Remix.run Logo
nisten 2 days ago

This looks nice and flashy for an investor presentation, but practically I just need the thing to work off of an API or if it is all local to at least have vllm support so it doesn't take 10 hours to run a bench.

The extra long documentation and abstractions for me personally are exactly what I DONT want to have in a benchmarking repo. I.e. what transformers version is this, will it support TGI v3, will it automatically remove thinking traces with a flag in the code or running command, will it run the latest models that need custom transformer version etc.

And if it's not a locally runnable product it should at least have a public accessable leaderboard to submit oss models too or something.

Just my opinion. I don't like it. It looks like way too much docs and code slop for what should just be a 3 line command.

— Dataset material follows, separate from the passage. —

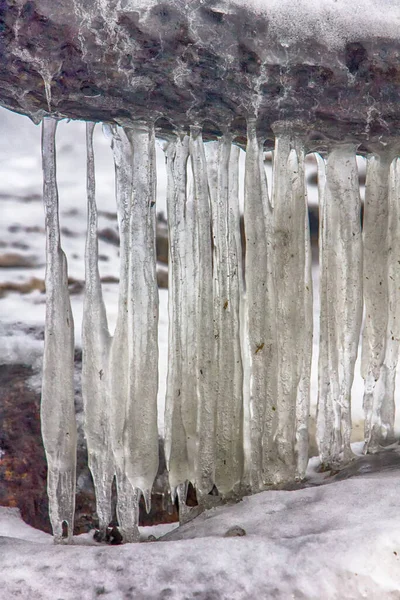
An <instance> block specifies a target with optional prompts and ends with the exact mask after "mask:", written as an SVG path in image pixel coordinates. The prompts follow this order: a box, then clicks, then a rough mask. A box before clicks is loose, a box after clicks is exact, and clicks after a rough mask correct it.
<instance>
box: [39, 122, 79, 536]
mask: <svg viewBox="0 0 400 600" xmlns="http://www.w3.org/2000/svg"><path fill="white" fill-rule="evenodd" d="M56 128H57V121H56V120H54V119H52V118H47V117H46V118H44V119H43V125H42V164H43V180H44V185H43V200H44V209H45V221H46V224H45V227H46V321H45V344H44V357H43V382H42V400H41V425H42V436H43V442H44V448H45V451H46V458H47V464H48V475H47V493H48V496H49V510H50V521H51V525H52V528H53V535H54V541H55V542H61V541H63V529H62V528H63V523H64V522H66V524H67V526H68V535H67V538H66V541H71V539H72V534H73V526H74V512H75V486H76V481H75V480H76V420H75V407H74V321H73V317H72V312H71V304H70V300H69V293H68V274H67V260H66V257H65V254H64V252H63V251H62V249H61V243H60V224H59V215H58V190H57V179H56V148H55V133H56Z"/></svg>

jeffreyip 2 days ago | parent [-]

I see, although most users come to us for evaluating LLM applications, you're correct that the academic benchmarking of foundational models is also offered in DeepEval, which I'm assuming what you're talking about.

We actually designed it to make it easily work off any API. How it works is you just have to create a wrapper around your API and you're good to go. We take care of the async/concurrent handling of such benchmarking so the evaluation speed is really just limited by the rate limit of your LLM API.

This link shows what a wrapper looks like: https://docs.confident-ai.com/guides/guides-using-custom-llm...

And once you have your model wrapper setup, you can use any benchmark we provide.